As the saying goes, there is always a market for the best. That’s the case in Marin County where the rental price of single family homes in the luxury market has risen significantly in the past two years.
Research of Marin’s high-end rental market by Foundation Homes International (FHI), a property management and real estate firm based in Kentfield, found that from 2015 to 2017, single family housing rents across the board in Marin were up 3.45 percent, while in the $8,000 per month and higher category, the increase was 10.46 percent.
“The general view of Marin is that it is expensive and getting increasingly so. What we found is that the county cannot be viewed as a single rental market, either by geography or by price category,” said Christopher Barrow, co-founder of FHI along with his wife, Darcy.
The Barrows specialize in high-end single family home rentals that go for $5,000–$10,000 per month, and FHI has than $100 million in residential real estate assets under management in the county.
“People who live in Marin have very specific criteria, and they are both willing to pay for it and to take their time until they find what they want.” Barrow said. “There is high demand in specific ZIP codes for specific types of homes and, like the sales market, relatively low inventory.”
The majority of the high-end rentals are in central and southern Marin, closer to San Francisco.
Why rent an expensive home instead of buying one?
“There are a number of factors, but it’s primarily driven by lifestyle and desire for flexibility,” Barrow said. Also, “When you consider property taxes and a mortgage on a multi-million dollar home, renting is also more attractive.”
About 80 percent of rents seek proximity to a quality school then things like granite counter tops, hardwood floors, and recessed lighting. Thirdly, they consider size.
So, who is doing the renting? It’s those who may have sold their home and are waiting for the next opportunity, or a business owner who may be investing money in the business now, intending to buy down the road, or employees who have moved across the country to take a job with the company is subsidizing their rent.
Many who are new to the Bay Area experience sticker shock.
“It’s our job to educate them on the market in the Bay Area,” Barrow said.
Also a factor is the higher incomes people are make in the Bay Area.
“The high prices are just numbers to them,” Barrow said. “For people who are very tuned in to their financial situation, renting is not a practical investment of money but their (level of) lifestyle drives it, and they are just going to have to pay for it.”
Barrow compared it to driving an electric car versus paying for a high-end luxury car with all the amenities.
“It’s all in how you want to arrive.”
The FHI report also found that the average days on market for rentals in this geographic area increased from 43 to 57 days from 2015 to 2017, indicating that while prices were slightly higher, it took longer to fill vacancies last year than the two previous years.
As high-end property managers, the Barrows run into situations that require special handling.

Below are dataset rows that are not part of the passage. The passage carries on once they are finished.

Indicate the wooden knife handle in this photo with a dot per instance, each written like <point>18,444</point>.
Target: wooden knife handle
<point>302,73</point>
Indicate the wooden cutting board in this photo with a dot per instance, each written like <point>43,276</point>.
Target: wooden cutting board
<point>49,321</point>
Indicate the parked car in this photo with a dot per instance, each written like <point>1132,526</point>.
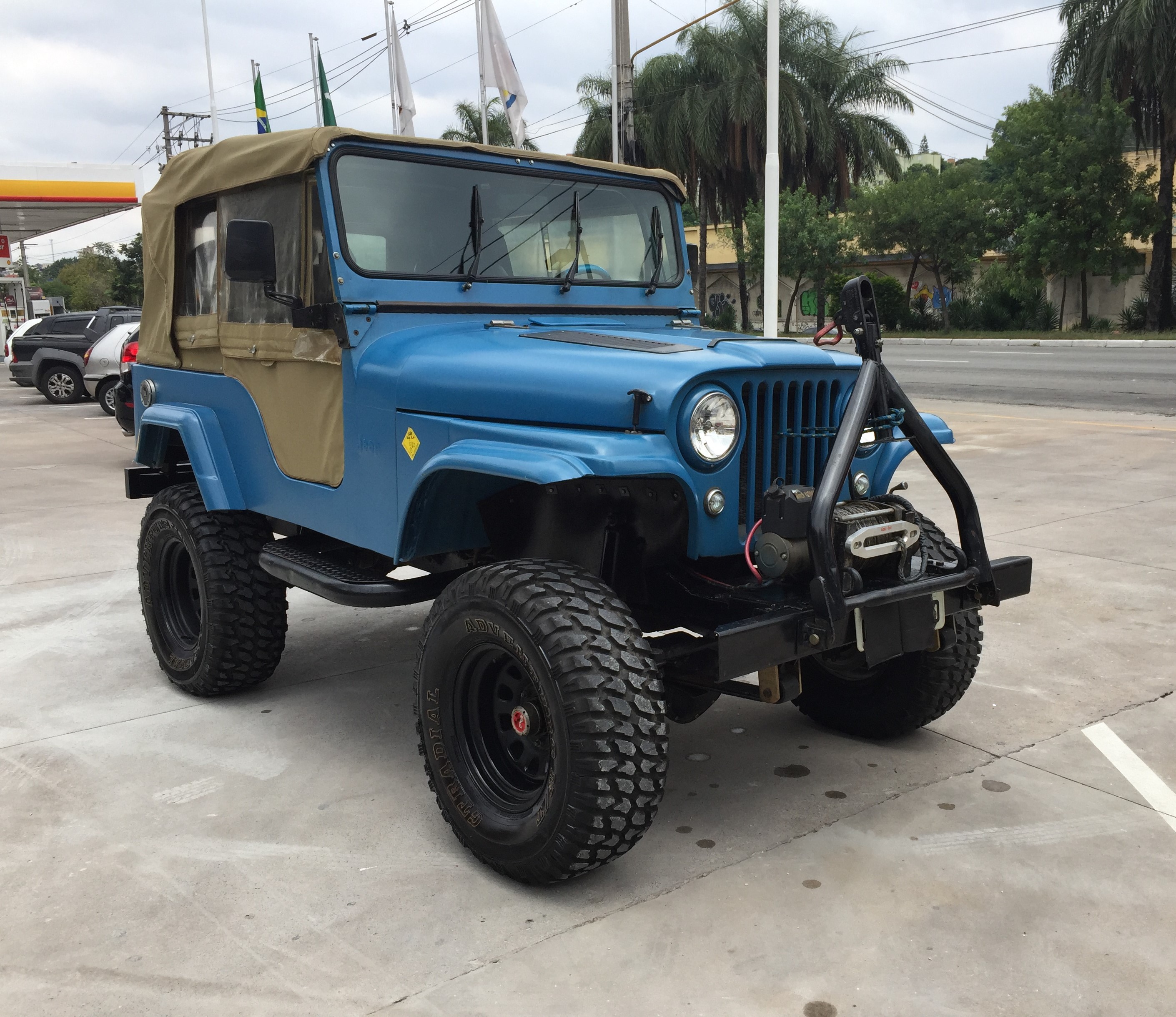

“After 13 years in the real estate business we noticed a need in the market for high end service with a whole different set of needs,” Darcy Barrow said.
One thing owners need to understand is that renters are paying a lot of money and expect a lot for it.
“There is an emotional currency for the property owner. They are turning a precious asset into a rental. It’s their home, with memories. And those owners tend to micromanage. They are accidental landlords who didn’t necessarily buy the home to rent it,” Chris Barrow said.
Owners might rent it for various reasons that include extensive travel, like setting up a business in another state.
“One man from China bought a house here when mortgage rates were low, knowing he would be moving here in a few years,” Barrow said.
One owner had a dishwasher that acted up. When the renters complained, the owner said his solution was to give it a kick.
High-end renters don’t want to have to kick the dishwasher, however, Barrow said.
“Our job is to educate owners for a viable place in the marketplace, to convey to the owner they need to deliver what the renter is paying for,” he said.
On the other end, they need to educate renters that renting a home is different than renting an apartment.
“There is no super in the building. We do coddling and hand holding,” he said.